Despite many challenges, Iranians are still participating in the Ice Bucket Challenge.

For the past month, people all over the world have participated in the Ice Bucket Challenge, a viral campaign launched to raise money for research into a cure for amyotrophic lateral sclerosis (ALS), a rare terminal illness. But for Iranians eager to dump cold water on their friends in the name of charity, there’s a snag.

The rules of the game are as follows: within 24 hours of being challenged by friends on social media, participants have to film themselves pouring ice into a bucket of water and then dumping it on themselves.

The resulting squeals are fun for your friends to see, but the original point is to raise money for research into a cure for ALS (also called motor neurone disease): the participant is expected to donate $10 if he has poured the ice water over his head or donate $100 if he has not.

Participants have included people in countries all across the world and many celebrities—ranging from former US president George W Bush and Scotland's First Minister, Alex Salmond, to the singer Kylie Minogue.

The campaign has even travelled to Iran, where the Internet is censored. Yet these and other challenges have not prevented young Iranians eager to participate in the global campaign and, let’s face it, to see their friends and neighbours showered in icy water.

Aghili is an Iranian singer who took part in the Ice Bucket Challenge. In the video, he explains that he will donate to Mahak, an Iranian NGO that helps children with cancer.

Fatemeh Motamed Aria is an Iranian actress who took part in the Ice Bucket Challenge.

'We’re trying to respect the humanitarian purpose behind pouring cold water on your head as best we can.'

Rouzbeh is a mining engineer living in Tehran. He recently did the Ice Bucket Challenge, and told us how Iranians have had to create their own new spin on the charitable—and teeth-chattering—challenge.

Sanctions by Western governments mean that we are not able to transfer money to the original NGO that invented the Ice Bucket challenge.

That’s why we decided to do it to raise money for an Iranian foundation for cancer research and a local NGO for children with cancer. There is a humanitarian purpose behind pouring cold water on your head and we are trying to observe it as best we can.

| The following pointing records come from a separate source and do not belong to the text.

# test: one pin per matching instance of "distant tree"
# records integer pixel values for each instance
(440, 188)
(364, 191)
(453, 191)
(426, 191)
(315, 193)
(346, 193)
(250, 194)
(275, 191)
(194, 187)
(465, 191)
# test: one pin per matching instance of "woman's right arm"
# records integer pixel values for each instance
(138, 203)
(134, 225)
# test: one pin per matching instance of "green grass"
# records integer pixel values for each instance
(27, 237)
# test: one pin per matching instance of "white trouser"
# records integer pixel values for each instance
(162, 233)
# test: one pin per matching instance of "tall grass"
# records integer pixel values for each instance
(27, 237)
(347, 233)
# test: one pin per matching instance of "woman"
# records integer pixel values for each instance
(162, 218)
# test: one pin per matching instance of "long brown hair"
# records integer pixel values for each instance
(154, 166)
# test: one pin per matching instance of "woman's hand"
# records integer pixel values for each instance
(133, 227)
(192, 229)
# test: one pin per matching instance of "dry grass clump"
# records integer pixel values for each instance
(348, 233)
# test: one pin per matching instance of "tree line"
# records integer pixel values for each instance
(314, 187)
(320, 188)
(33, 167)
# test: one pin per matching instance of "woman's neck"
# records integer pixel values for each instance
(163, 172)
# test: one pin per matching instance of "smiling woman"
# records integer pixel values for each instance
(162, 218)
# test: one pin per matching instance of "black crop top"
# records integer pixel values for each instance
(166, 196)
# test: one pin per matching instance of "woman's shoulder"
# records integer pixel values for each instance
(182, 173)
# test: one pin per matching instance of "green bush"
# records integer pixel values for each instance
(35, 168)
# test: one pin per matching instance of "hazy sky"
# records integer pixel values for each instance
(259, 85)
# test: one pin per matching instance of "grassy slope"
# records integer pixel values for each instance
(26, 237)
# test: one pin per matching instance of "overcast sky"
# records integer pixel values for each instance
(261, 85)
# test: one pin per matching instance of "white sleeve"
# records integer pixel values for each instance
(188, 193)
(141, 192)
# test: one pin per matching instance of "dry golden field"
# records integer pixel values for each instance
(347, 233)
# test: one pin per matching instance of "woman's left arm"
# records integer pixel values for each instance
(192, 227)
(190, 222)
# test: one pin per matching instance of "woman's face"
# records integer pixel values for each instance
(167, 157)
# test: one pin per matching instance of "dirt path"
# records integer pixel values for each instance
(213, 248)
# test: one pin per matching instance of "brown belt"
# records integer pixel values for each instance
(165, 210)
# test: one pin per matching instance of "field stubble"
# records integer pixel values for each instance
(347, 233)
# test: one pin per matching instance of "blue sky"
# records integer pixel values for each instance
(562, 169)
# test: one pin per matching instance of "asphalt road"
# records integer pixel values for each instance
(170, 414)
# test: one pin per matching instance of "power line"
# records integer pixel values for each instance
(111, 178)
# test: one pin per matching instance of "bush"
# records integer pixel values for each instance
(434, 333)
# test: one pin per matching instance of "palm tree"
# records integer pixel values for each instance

It seems to me like Iranians are always excluded—either by our own government and foreign governments. Iranian authorities try to create a gap between us and rest of the world but satellites and especially social media make it impossible for them to isolate us. Indeed, it makes Iranian young people even more likely to participate in viral events like the Ice Bucket Challenge or recordings of “Happy” by Pharrell Williams because they want to be part of international society, even if it means acting in opposition to the government. We just want to live like people in any other city in the world.
  Arsalan Kazemi is a player on Iran’s national basketball team. Despite sanctions preventing Iranians from donating money abroad, he decided to participate, and to donate money within Iran.